It’s about limiting the number of cases in the short term to avoid the healthcare system being overrun.
It’s not horrible yet but it could be if we just carry on with life as usual. A doctor buddy of mine summed it up pretty succinctly...
“When I look at what happened (is happening) in northern Italy when a large wave of COVID-19 hit while no significant preparations were made, I tend to think this is real. There, at one point, they were rationing ventilators. If you’re over 60 you don’t get a ventilator. So, what needs to happen here is to flatten the incidence curve, spread out the new cases over time so it doesn’t overwhelm our medical facilities.”
all very, very understandable and i think it is an important story to be told
the key is how that story is told and i know for me there is where we start to see problems.

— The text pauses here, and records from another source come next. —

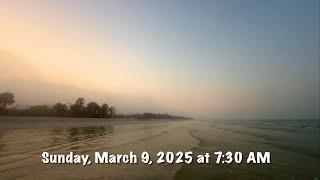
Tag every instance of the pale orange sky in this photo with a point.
(140, 61)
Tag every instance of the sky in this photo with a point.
(206, 59)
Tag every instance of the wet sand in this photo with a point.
(20, 151)
(294, 147)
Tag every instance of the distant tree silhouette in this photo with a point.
(6, 98)
(60, 109)
(78, 108)
(38, 110)
(104, 110)
(112, 111)
(93, 109)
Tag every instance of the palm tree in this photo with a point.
(6, 98)
(104, 110)
(112, 111)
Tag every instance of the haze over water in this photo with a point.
(208, 59)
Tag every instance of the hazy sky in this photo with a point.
(218, 59)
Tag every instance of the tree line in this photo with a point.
(78, 109)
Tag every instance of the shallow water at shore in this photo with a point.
(293, 145)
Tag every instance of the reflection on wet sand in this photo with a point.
(21, 149)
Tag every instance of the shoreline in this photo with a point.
(22, 122)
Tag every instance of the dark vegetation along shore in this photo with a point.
(79, 109)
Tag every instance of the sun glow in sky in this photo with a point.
(219, 59)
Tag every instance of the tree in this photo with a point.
(93, 109)
(60, 109)
(78, 108)
(104, 110)
(6, 98)
(112, 111)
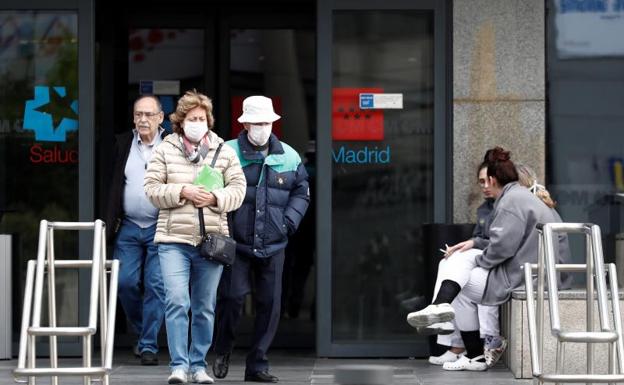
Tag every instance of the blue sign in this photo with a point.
(366, 101)
(51, 114)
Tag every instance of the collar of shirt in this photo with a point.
(137, 137)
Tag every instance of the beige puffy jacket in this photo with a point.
(169, 170)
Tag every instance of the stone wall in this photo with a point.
(498, 90)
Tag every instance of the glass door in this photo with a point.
(383, 121)
(46, 144)
(273, 54)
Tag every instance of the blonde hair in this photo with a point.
(528, 178)
(190, 100)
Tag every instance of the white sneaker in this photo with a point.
(441, 328)
(201, 377)
(493, 355)
(431, 314)
(178, 376)
(448, 356)
(476, 364)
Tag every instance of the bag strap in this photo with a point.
(200, 210)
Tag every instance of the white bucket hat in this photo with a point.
(258, 109)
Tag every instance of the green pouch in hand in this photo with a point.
(210, 178)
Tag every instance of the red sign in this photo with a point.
(349, 122)
(236, 110)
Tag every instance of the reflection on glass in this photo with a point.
(39, 143)
(585, 126)
(157, 54)
(382, 180)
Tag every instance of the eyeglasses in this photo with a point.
(148, 115)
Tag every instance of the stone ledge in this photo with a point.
(572, 313)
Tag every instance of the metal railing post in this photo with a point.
(101, 299)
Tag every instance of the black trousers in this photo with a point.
(266, 276)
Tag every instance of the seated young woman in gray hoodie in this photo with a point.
(496, 271)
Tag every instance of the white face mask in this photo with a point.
(194, 131)
(258, 134)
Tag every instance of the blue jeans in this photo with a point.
(181, 264)
(138, 255)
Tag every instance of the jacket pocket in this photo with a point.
(276, 227)
(243, 224)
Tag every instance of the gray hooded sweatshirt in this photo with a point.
(513, 241)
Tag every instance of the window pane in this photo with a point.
(39, 143)
(586, 121)
(382, 182)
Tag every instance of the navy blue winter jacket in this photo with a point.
(276, 199)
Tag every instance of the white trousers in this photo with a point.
(462, 268)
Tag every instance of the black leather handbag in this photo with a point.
(216, 247)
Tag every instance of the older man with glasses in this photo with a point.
(131, 224)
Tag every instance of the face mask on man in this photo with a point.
(258, 134)
(194, 131)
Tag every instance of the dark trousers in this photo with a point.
(266, 276)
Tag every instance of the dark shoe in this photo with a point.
(149, 359)
(221, 365)
(261, 377)
(135, 350)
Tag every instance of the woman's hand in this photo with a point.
(199, 196)
(461, 246)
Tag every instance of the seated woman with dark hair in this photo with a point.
(491, 276)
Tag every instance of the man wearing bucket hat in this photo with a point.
(277, 197)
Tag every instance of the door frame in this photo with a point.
(442, 142)
(86, 141)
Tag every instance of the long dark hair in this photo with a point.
(500, 165)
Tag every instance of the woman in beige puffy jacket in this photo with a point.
(175, 164)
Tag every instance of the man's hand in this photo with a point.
(461, 246)
(199, 196)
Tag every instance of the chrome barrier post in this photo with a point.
(31, 322)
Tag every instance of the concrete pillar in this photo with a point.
(498, 90)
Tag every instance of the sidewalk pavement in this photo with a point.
(293, 367)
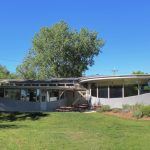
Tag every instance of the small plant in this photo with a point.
(136, 107)
(126, 107)
(146, 111)
(104, 108)
(137, 114)
(116, 110)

when we focus on the deaths and focus on the individual cases and play the what if card i think it scares the [ #2020 ] out of people and the heightened anxiety is counterproductive.
i know there is a terrible problem in getting people to accept what they hear as truthful and in large part the media is to blame for overplaying things.
the virus by itself can be fatal, but nothing i have read has put in on a scale of ebola or sars or some type of movie virus that far too many are relating what they hear.
the greatest concern from what i have seen or read is as you point out the potential for surpassing the ability to treat and one of the decisions mentioned at the end of the lancet article i posted was triage of medical resources.